One of my major a-ha moments was in Gail Burrill’s session on logarithms. You’d think that after 25 years of teaching that you’d understand how much you understand about logs right? Oh, no! So she had us all have a very large number and we were doing an exercise where we had to put a post it note with that number (mine was 72, 753) on a scale of powers of 10 {10, 10^2, 10^3, 10^4, 10^5…}, her argument being that one of the main reasons to teach logs is to have a different scale for very large numbers. So after all of these teachers did this, we analyzed where all of our numbers were on the scale – particularly between these numbers. Since my number should’ve been between 10^4 and 10^5, I knew I put it in the right place – but oh no, I had it in the wrong place relative to the middle. She asked us to calculate the middle of those two – 10^4.5 which was 31,622 and yes, I admit that’s very close to where I put my post-it. I could blame the person who put their’s up first which said 75,289 and I just put mine by there’s but I won’t. I just didn’t really think. But I know this was a light bulb moment for many of the teachers in the room. Students don’t really understand how a logarithm is an exponent in the first place and we were doing this exercise without even using the word “logarithm.”

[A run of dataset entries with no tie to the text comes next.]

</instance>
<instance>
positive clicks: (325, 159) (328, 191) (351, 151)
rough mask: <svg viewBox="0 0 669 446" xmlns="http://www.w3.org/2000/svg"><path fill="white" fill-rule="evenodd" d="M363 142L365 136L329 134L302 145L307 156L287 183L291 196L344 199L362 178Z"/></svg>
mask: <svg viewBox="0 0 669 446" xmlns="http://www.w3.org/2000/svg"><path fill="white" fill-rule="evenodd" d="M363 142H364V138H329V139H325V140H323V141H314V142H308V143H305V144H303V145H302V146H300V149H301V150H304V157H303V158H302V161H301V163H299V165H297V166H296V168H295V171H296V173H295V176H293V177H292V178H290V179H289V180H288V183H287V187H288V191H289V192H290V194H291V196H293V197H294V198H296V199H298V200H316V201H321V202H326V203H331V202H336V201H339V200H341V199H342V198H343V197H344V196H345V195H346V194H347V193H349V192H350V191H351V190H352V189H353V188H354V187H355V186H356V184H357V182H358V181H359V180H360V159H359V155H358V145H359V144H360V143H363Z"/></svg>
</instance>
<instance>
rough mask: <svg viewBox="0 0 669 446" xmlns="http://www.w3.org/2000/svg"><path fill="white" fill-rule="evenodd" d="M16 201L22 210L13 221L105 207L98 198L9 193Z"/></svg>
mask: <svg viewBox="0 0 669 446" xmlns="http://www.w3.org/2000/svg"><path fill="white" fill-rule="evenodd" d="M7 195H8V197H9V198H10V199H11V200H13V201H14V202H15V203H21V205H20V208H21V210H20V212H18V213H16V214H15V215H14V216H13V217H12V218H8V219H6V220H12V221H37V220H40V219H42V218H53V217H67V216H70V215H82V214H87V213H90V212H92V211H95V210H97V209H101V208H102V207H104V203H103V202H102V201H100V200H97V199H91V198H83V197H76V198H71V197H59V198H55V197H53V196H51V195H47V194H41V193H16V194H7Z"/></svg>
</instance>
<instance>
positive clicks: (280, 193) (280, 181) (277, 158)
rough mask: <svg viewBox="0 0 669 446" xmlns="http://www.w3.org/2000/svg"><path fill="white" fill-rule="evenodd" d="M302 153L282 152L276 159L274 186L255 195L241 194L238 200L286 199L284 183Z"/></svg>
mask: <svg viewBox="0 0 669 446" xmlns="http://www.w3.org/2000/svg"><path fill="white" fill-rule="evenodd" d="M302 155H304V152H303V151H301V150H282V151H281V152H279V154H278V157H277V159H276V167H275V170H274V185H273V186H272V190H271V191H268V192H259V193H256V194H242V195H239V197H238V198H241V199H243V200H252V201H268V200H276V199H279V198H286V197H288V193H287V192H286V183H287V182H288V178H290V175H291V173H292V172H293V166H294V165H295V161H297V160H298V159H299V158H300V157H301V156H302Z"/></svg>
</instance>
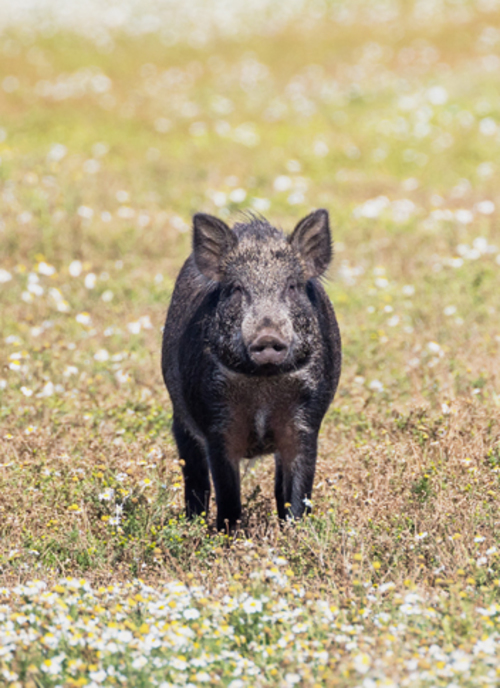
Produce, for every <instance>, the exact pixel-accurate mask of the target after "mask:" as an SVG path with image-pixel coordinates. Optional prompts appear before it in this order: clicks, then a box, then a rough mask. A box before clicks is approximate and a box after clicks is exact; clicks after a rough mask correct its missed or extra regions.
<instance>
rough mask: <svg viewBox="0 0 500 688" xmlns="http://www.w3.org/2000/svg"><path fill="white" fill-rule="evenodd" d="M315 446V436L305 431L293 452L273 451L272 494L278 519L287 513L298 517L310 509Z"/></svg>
mask: <svg viewBox="0 0 500 688" xmlns="http://www.w3.org/2000/svg"><path fill="white" fill-rule="evenodd" d="M287 449H288V448H287ZM316 450H317V436H316V434H311V435H309V434H308V435H306V436H305V437H302V438H301V441H300V443H299V445H298V447H297V448H296V451H295V452H293V453H292V452H289V451H288V450H286V451H282V452H276V454H275V456H274V459H275V464H276V474H275V481H274V494H275V497H276V506H277V508H278V516H279V517H280V519H282V520H285V519H286V518H287V517H289V516H290V517H292V518H300V517H301V516H302V515H303V513H304V511H305V512H306V513H309V512H310V511H311V509H310V506H309V500H310V499H311V494H312V486H313V482H314V472H315V469H316Z"/></svg>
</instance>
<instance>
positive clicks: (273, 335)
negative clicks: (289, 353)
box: [248, 328, 289, 366]
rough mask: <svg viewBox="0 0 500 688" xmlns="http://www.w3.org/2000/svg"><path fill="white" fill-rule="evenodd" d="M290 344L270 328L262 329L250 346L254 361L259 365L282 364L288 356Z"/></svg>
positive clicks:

Then we went down to the section below that was between 10^3 and 10^4 and checked some of those numbers. They were very off too and Gail asked us what number we expected to be in the middle. At this point, some of us pulled out our calculator (yes, I admit, I did) but some of the smartees in the room just said “3,162” and I finally got it. By just dividing by 10 and looking at the scale in this nonlinear way, students would be able to make the connection between the algebraic properties of exponents and what a logarithm was. I thought this was an amazing way to introduce logs. Has anyone done this before? Thanks so much Gail!! I think I’m going to write a problem for my curriculum about this, it’s such an insightful experience.
More reflections to come – just can’t do it all at once – catching up on school work!